Common viruses lying dormant in our brains might be awakened by head trauma, potentially triggering processes that lead to conditions like Alzheimer’s disease, according to new research from Tufts and Oxford universities. The finding could explain the long-observed connection between head injuries and later neurological problems, while suggesting new preventive strategies.
The study, published in Science Signaling, reveals how concussions and other head trauma might set off a chain of events leading to neurodegeneration, particularly in people carrying herpes simplex virus 1 (HSV-1), which is present in over 80% of the population.
“We thought, what would happen if we subjected the brain tissue model to a physical disruption, something akin to a concussion? Would HSV-1 wake up and start the process of neurodegeneration?” says Dana Cairns, research associate at Tufts University’s Department of Biomedical Engineering and lead author of the study.
Using a laboratory model that recreates brain tissue environment, researchers found that simulated concussions could indeed reactivate dormant HSV-1 virus. This reactivation triggered the appearance of markers associated with Alzheimer’s disease, including protein plaques, inflammation, and dying neurons.
The implications extend far beyond sports, as traumatic brain injury affects about 69 million people worldwide annually, with economic costs estimated at $400 billion.
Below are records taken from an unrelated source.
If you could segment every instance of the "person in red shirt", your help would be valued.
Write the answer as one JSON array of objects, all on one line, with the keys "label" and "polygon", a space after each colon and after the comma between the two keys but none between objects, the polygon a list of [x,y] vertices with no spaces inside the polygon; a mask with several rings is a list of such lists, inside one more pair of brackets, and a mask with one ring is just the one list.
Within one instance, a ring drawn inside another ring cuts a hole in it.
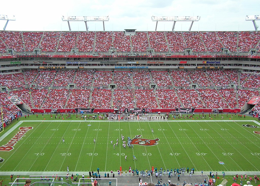
[{"label": "person in red shirt", "polygon": [[25,181],[25,184],[24,185],[24,186],[29,186],[31,184],[31,182],[32,181],[31,181],[30,179],[27,179]]}]

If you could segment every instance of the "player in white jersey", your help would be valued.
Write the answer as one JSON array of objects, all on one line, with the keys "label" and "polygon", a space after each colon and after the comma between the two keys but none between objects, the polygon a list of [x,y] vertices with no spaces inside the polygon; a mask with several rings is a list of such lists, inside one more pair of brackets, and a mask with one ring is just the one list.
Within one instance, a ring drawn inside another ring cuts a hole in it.
[{"label": "player in white jersey", "polygon": [[137,159],[136,159],[136,158],[135,157],[135,156],[133,155],[133,160],[134,160],[135,159],[136,159],[136,160],[137,160]]}]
Athletes in contact sports and military personnel exposed to blast forces are particularly at risk.
“This opens the question as to whether antiviral drugs or anti-inflammatory agents might be useful as early preventive treatments after head trauma to stop HSV-1 activation in its tracks, and lower the risk of Alzheimer’s disease,” Cairns notes.
The research builds on three decades of work by co-author Ruth Itzhaki of Oxford University, who first identified HSV-1 in a high proportion of elderly brains and suggested its potential reactivation by stress or immune system suppression.
To test their theory, the researchers created a sophisticated brain tissue model using a donut-shaped material containing neural stem cells that develop into mature neurons and supporting cells. Some tissue models contained dormant HSV-1 virus, while others were virus-free.
When subjected to impacts mimicking concussions, only the virus-containing cells showed signs of viral reactivation followed by Alzheimer’s-like changes. Multiple impacts produced even more severe reactions, matching epidemiological observations that repeated head trauma can double or further increase the risk of neurodegenerative conditions.
“The brain tissue model takes us to another level in investigating these connections between injury, infection, and Alzheimer’s disease,” says David Kaplan, professor of engineering at Tufts. “We can re-create normal tissue environments that look like the inside of a brain, track viruses, plaques, proteins, genetic activity, inflammation and even measure the level of signaling between neurons.”
The findings suggest that early intervention with antiviral medications following head trauma might help prevent or reduce the risk of later neurological problems, opening new avenues for preventive treatment strategies.